Part 2 - Chapitre 1 : L'apprentie (1/4)

74 17 64
                                    


LA NOURRITURE DES HOMMES


« Tiens ça Nina et essaie de le casser ! » dit la femme d'une quarantaine d'année sur un divan alors qu'elle tendit un crayon à la fillette assise sur le tapis à ses pieds.

Cette dernière devait avoir six ou sept ans. La femme et l'enfant avaient la même peau légèrement brune et les même yeux sombres.
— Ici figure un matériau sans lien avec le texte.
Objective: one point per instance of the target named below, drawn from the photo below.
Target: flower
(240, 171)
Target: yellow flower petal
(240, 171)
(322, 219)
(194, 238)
Nina lança un grand sourire à la première avant de saisir le crayon. Elle le cassa d'un simple geste de ses doigts, puis elle tendit fièrement les deux bouts à son interlocutrice.

« Maintenant, essaie de casser ça, » reprit la quarantenaire en lui offrant cette fois-ci un bouquet de crayons de couleurs. Ces derniers étaient retenus ensemble par un élastique bleu. La fillette les saisit d'une main pour entreprendre de les briser.

« Essaie plus fort ! » insista la femme sans hausser le ton.

Nina pressa les crayons contre son ventre pour appuyer dessus de toutes ses forces tandis qu'une vilaine grimace s'esquissait sur son beau visage. Voyant que la fillette n'y parvenait toujours pas, la quarantenaire continua de l'encourager avec un sourire.

« C'est trop dur, mamie, » finit par s'exclamer la première alors qu'elle leva de petits yeux désespérés vers sa grand-mère.

« Tu vois Nina, c'est ce qui fait la force d'une meute, » lui rétorqua cette dernière. L'enfant écouta silencieuse et attentive.

« Seule, on peut être agile et intelligent, mais on reste vulnérable ; ensemble en revanche, on devient plus fort, » expliqua la femme. « Rappelle-toi toujours de ça lorsque tu chasses ou que tu te défends. N'attaque ta proie ou ton assaillant que lorsqu'il est seul, faible, ou malade. »

Elle poussa un long soupir triste avant de poursuivre en reprenant les crayons des mains de l'enfant :

« Trouve-toi une meute, sois forte et intelligente pour elle et cette dernière deviendra la tienne ; elle te suivra partout où tu iras ; avec elle tu seras incassable tout comme ce bouquet de crayons. Est-ce que tu comprends Nina ? » interrogea-t-elle, la mine sérieuse.

La fillette respira profondément comme pour inspirer ces paroles avant de se contenter d'acquiescer d'un simple hochement de la tête.

« Très bien. C'était ton repas pour aujourd'hui, maintenant vas te coucher. Demain, j'aurais peut-être des fruits ou des légumes à te donner, » s'exclama la femme alors qu'elle passa une main légère sur le visage fatigué de sa petite-fille.

Cette dernière se leva d'un bond pour aller dans sa chambre tandis que la première l'observa s'éloigner avant de se tourner vers l'écran plat devant elle comme si elle allait lui parler. Elle ne bougea plus d'un centimètre. Assise sur son large divan en cuir telle une reine sur son trône, son regard perdu dans son vaste moniteur éteint reflétait l'étendue de l'obscurité de sa peine.

Allongée sur son lit, Nina contemplait la faim dans votre ventre, les yeux levés vers l'immensité du plafond bleu de la pièce. Elle s'imaginait être allongée dehors sur l'herbe, une journée ensoleillée au ciel dégagé. Elle avait constaté qu'elle ressentait moins la faim lorsqu'elle se couchait sur le dos alors elle se mettait toujours dans cette position lorsqu'elle n'avait pas mangé depuis plusieurs jours. Elle posa ses mains sur son estomac creux pour calmer ses petits grognements. En se concentrant bien sur les mots de sa grand-mère, bientôt elle n'aurait plus faim du tout, ni même peur. Elle deviendra forte et intelligente et elle serait entourée d'une meute.